The poll, which had a 3.6-point margin of error, comes as a political corruption investigation in Alaska approaches its 11th month. The wide-ranging federal probe has reached Stevens and his son, former state Sen. Ben Stevens (R), though neither has been indicted.
National and state Democrats are trying to entice Anchorage Mayor Mark Begich (D) into challenging Stevens next year.
Local Councilman Joins Race for Hunter’s Seat
Santee City Councilman Brian Jones (R) has joined Duncan D. Hunter (R) in the race to replace retiring Rep. Duncan Hunter (R), with Jones posting a second-quarter fundraising report showing $51,000 on hand.
Hunter, the Congressman’s son, closed the second quarter with $53,000 in the bank. He currently is deployed to Afghanistan on combat duty as a Marine Reservist.
Other Republicans are expected to join Jones and Hunter in the GOP primary race for the 52nd district nomination. The seat is solid Republican territory, and the winner of the GOP primary is expected to cruise to victory in the general election.
The elder Hunter, who is in the midst of a long-shot bid for president, has said he will retire regardless of the outcome of his presidential run.
New Study: PAC Giving Has Spiked This Cycle
A new study released Wednesday by the Campaign Finance Institute shows that total political action committee contributions to incumbent House Members have not only grown significantly since 2000 but have disproportionately spiked in the Democrats’ favor.
“Maybe this should not be so surprising,” CFI Executive Director Michael Malbin said in a statement, “[that] the money flow shifts with agenda control.”
But the numbers are nevertheless stark.
According to the CFI, Democratic Members of Congress collectively raised $41.3 million from PACs during the first six months of 2007, for an average of $180,000 per Member. Republicans, who are out of power on Capitol Hill for the first time since 1994, raised almost $24.4 million, an average of almost $122,000.
In the first six months of 2006, Congressional Democrats took in $31.5 million in PAC money while Democrats raised $21.6 million.

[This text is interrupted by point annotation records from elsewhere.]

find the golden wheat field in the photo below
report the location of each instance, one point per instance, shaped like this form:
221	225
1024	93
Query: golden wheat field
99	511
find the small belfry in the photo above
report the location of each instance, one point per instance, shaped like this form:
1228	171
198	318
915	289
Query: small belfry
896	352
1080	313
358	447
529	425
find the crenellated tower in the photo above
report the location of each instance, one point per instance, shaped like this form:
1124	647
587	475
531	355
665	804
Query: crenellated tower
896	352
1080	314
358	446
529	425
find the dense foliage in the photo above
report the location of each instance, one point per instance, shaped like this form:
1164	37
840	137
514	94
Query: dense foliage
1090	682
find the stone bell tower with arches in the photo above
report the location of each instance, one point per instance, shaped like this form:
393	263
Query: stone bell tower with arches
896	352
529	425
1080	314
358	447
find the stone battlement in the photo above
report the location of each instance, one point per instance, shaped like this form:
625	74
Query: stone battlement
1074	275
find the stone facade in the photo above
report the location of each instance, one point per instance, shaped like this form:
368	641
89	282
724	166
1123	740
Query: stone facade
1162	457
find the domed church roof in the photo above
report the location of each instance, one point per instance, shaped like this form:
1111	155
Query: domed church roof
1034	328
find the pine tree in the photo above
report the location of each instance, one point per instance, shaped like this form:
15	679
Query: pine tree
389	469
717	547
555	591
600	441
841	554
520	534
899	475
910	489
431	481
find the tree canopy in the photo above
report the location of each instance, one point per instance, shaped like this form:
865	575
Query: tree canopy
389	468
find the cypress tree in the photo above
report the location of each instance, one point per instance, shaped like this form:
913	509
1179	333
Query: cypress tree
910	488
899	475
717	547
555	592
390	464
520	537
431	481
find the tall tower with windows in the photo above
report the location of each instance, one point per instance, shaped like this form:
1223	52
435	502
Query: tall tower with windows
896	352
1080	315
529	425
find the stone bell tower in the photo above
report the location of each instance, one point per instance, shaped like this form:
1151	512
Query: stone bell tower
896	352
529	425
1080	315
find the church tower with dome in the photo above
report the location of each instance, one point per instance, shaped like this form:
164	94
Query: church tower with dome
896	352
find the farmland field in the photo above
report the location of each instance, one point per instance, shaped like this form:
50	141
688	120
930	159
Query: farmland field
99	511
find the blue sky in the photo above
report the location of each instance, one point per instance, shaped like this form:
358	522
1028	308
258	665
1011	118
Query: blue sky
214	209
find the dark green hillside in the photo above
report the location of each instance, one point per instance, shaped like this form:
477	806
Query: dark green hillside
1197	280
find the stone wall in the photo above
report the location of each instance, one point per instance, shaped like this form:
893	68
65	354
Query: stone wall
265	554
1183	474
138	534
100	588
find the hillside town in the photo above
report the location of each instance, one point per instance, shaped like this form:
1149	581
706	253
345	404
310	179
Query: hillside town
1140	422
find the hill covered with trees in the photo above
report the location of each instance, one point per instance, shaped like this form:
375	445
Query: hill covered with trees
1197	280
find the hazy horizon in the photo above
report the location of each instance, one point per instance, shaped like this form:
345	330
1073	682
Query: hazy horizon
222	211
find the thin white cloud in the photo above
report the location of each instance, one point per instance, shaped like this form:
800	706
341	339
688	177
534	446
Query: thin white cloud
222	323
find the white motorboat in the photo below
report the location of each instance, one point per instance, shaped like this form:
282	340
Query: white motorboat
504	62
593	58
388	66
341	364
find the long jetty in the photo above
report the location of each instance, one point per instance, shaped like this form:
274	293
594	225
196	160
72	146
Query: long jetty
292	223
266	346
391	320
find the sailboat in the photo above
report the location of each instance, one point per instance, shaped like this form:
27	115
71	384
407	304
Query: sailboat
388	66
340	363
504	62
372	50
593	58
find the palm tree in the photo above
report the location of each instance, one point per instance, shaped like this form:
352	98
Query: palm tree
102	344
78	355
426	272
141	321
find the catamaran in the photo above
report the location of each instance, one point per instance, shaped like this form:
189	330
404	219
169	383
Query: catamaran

Six years earlier, Democrats raised $16.1 million while the GOP took in more than $15.9 million.
“Issue groups get an early start on fundraising efforts in order to [help] vulnerable Members they want to support,” Malbin said in an interview. “The business groups have always wanted to get in early, too, not so much in terms of [helping members] to win the next election so much as having a good relations with the officeholders.”
While it may be obvious why Democrats are getting much more PAC money than in the recent past, Malbin said he could not say why overall PAC giving has gone up so much this cycle.